# Best sublimation printer to use?



## asub (Jan 18, 2012)

Hello,
I am thinking about changing mysublimation printer from an epson d120. Any advice. I am finding also that images are printing a little blurry even though the image is sharp, not sure if it is transfering too much ink? Any advice would be great on printer advice or printer settings.

Thanks
A


----------



## jemmyell (Jan 26, 2010)

Hi,

Blurriness is frequently caused my movement during sublimation. Are you using an auto-open clam heat press? Our Hotronix is VERY violent when it auto-opens so we must baby sit it for dye sub.

Also, are you using heat tape or tacky spray?

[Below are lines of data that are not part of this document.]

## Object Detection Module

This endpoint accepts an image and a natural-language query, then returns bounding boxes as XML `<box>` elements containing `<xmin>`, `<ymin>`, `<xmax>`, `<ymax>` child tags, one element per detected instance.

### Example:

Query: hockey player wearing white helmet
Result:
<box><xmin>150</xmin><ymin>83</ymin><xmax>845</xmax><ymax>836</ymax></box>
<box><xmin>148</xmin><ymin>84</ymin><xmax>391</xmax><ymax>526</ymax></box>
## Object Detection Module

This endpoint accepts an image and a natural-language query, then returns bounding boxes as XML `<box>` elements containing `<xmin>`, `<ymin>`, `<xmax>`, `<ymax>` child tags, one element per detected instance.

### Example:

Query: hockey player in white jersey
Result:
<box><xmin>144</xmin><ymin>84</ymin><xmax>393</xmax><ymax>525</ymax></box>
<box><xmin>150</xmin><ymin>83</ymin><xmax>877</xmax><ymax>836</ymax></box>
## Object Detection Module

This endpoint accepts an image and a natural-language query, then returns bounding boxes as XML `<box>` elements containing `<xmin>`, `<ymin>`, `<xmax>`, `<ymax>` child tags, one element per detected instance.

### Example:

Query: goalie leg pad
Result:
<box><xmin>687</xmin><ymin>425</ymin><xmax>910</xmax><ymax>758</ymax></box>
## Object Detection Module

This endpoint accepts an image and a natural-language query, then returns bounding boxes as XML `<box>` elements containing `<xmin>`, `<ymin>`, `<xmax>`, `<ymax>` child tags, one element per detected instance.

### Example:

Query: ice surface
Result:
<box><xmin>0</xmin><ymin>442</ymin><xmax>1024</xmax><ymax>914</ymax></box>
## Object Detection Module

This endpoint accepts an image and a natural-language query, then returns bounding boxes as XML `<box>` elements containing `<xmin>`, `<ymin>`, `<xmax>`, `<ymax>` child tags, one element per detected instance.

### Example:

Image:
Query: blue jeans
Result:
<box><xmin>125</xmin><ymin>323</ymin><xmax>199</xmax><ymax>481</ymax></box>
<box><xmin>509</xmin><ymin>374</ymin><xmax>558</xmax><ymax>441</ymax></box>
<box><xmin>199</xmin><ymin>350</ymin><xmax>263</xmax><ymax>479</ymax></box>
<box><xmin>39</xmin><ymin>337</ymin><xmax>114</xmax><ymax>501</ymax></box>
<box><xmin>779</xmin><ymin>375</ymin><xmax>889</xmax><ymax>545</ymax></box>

What items are problematic?

-James


----------



## asub (Jan 18, 2012)

Hi,
Its not a movement blur, it's like a slight bleed on the image, just enought to take it off being sharp. Just wondered if it is putting on too much ink when it prints, but I have to put it on best photo.


----------



## uncletee (Feb 25, 2007)

epson workforce 1100, only four colors, save money. we use refillable carts that work great. print out different sheets at different printer setting, see what happens. good luck uncletee


----------



## asub (Jan 18, 2012)

Hi,
Dont suppose canging to another newer printer would make much difference would it? 

Amy


----------



## jemmyell (Jan 26, 2010)

If you think you are transferring too much ink use 'photo' not 'best photo'. Also experiment with different paper types. For example I use 'Matte' when printing for transfer to cloth (and a high release paper) to get the deepest black. The Matte setting lays down more ink than the 'bright white' setting.

Are you using a color profile? What application are you printing with? Is the blurriness recent or have you always gotten it?

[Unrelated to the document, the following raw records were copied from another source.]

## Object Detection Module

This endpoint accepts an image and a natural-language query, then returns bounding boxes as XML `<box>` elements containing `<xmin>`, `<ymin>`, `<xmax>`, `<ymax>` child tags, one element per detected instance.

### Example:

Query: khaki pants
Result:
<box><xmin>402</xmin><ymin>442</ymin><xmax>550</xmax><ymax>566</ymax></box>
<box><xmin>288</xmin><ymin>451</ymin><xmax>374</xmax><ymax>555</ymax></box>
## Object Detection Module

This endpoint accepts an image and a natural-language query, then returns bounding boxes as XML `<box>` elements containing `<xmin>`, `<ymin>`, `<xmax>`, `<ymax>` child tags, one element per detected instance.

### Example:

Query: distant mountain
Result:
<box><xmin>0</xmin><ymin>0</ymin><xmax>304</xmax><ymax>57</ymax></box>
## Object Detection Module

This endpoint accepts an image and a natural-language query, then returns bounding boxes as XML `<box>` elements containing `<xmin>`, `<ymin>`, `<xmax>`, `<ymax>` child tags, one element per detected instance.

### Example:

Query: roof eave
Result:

Also, you should tell us what you are printing on that you are expecting to give true image fidelity. In general only some hard surface items will give nice crisp images.

-James


----------



## greenestarr45 (Jan 19, 2012)

We purchased the Ricoh GX e33000 printer package from SEPS Graphics. The results have been outstanding! Our only regret has been we should have purchased the GX 7000.


----------



## texasjack49 (Aug 4, 2008)

greenestarr45 said:


> We purchased the Ricoh GX e33000 printer package from SEPS Graphics. The results have been outstanding! Our only regret has been we should have purchased the GX 7000.


WHAT??? You do realize that the 3300 has a very good track record as a sub printer and that the 7000 has had a miserable track record?
Of course, not everyone had problems and maybe those issues have all been worked out. If thats the case then yes it is a good setup. But; 90% of what most people sublimate can be done with a 3300


----------



## greenestarr45 (Jan 19, 2012)

I didn't know the GX 7000 had a bad reputation. Thanks for the info. I'm now happier than ever with the GX 3300!!!!


----------



## headfirst (Jun 29, 2011)

greenestarr45 said:


> I didn't know the GX 7000 had a bad reputation. Thanks for the info. I'm now happier than ever with the GX 3300!!!!


Changed opinions in 20 minutes?


----------